For now, though, the clock is ticking. Monday, the deadline Senate Majority Leader Chuck Schumer (D-N.Y.) set for a deal on the smaller infrastructure package, has come and gone. With the August recess just around the corner, the Democratic leader is done being patient. "It's time for everyone to get to yes," he threatened on the Senate floor. But even if they do, conservatives argue, Speaker Nancy Pelosi (D-Calif.) has already said she won't put the Senate bill on the floor until her hugely controversial $3.5 trillion-dollar socialist grab bag gets a vote. But, as Graham points out, even that's a modest estimate.
"It's on top of what we spend to run the government. [Pelosi, Biden, and Bernie Sanders want] social programs that will never go away." They call it "human infrastructure." "But I've never driven on human infrastructure," Graham joked. And the reality is, "It's not $3.5 trillion dollars. All of these programs... once they're up and running will be hard to get rid of." Just take a look at what the president is demanding after the Senate comes to an infrastructure arrangement, he said. Things like "paid family leave," which would be a government mandate. "That's going to be a cost to the Treasury. And at the end of the day, that's not going to create a job. What it's going to do is create cost to business. So if you own a business out there, you're going to have to pay paid family leave. That becomes an expense of your business. You're going to pass that cost on to the consumer, and it's going to create inflation."
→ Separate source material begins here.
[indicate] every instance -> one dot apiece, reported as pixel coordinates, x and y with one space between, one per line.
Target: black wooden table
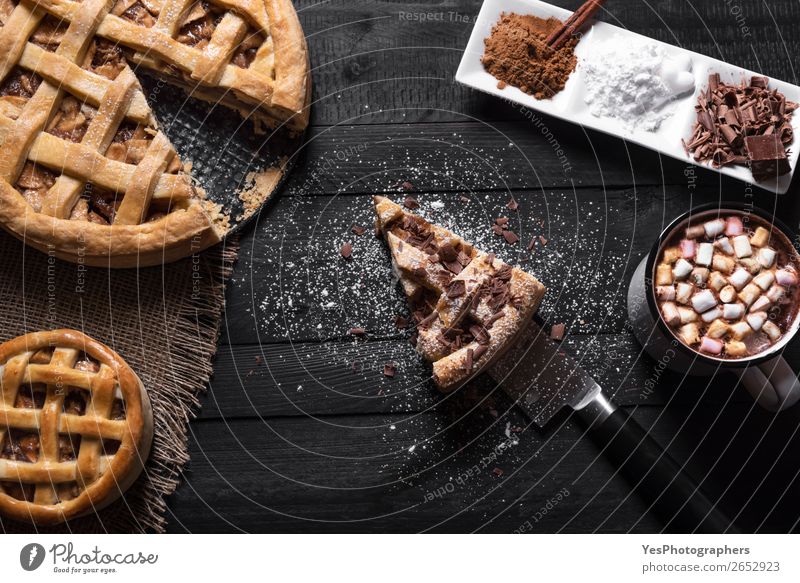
301 431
More inflation, to be accurate. Americans are already struggling to keep up with the skyrocketing prices for everything from grocery to gas. The Democrats' bigger, second-wave bill, banking experts say, would be a financial disaster. "Experts far more experienced than me say that if we floor the zone with this $3 trillion dollars in spending, it's not going to end well," Republican Thom Tillis (R-N.C.) warned.
And where would all of this money come from, anyway? "It's coming from debt that will be borrowed," Graham explained. "They're going to say they'll pay for it, but here's what's going to happen: They're going to try to pay for it, and the first thing they're going to do is raise corporate taxes to whatever level that [West Virginia Senator] Joe Manchin (D) will agree to." But that won't be enough, "so they're going to have to raise the capital gains rate. [Then, they'll] have to change the estate tax deductions for family farmers." Last but not least, "there's going to be a massive increase in taxes to pay for this bill... at a time when the economy is trying to recover."
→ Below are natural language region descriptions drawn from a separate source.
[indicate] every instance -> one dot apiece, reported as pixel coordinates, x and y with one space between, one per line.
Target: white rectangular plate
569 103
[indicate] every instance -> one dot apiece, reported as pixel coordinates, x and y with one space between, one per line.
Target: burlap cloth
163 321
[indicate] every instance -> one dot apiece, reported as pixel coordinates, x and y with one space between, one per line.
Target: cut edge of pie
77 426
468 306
It's hardly a winning campaign strategy. "I think what [Pelosi] is telling the American people is: 'My liberal wish list is more important [than the country's financial solvency].'" A real bipartisan bill that was truly infrastructure would create energy in the economy, because you're building things and adding jobs. But if Democrats refuse to do that and take up this "tax-and-spend package," Graham argues, "I think [Republicans] will blow them out in 2022." The public may be ready to upgrade our roads and bridges, but they're "very leery of inflation." And this $3.5 trillion dollar blowout is nothing but.
The Left is "sucking wind on the border," Graham says. "It's completely broken. Crime is rampant, and inflation is just spiraling out of control because of all the spending. If you add on top of that, stopping progress on true infrastructure because you want more spending and taxes, that becomes a death blow to the Democratic Party in 2022." But so far, that's a risk the greedy Left seems willing to take. Will it be worth it? We'll find out next November.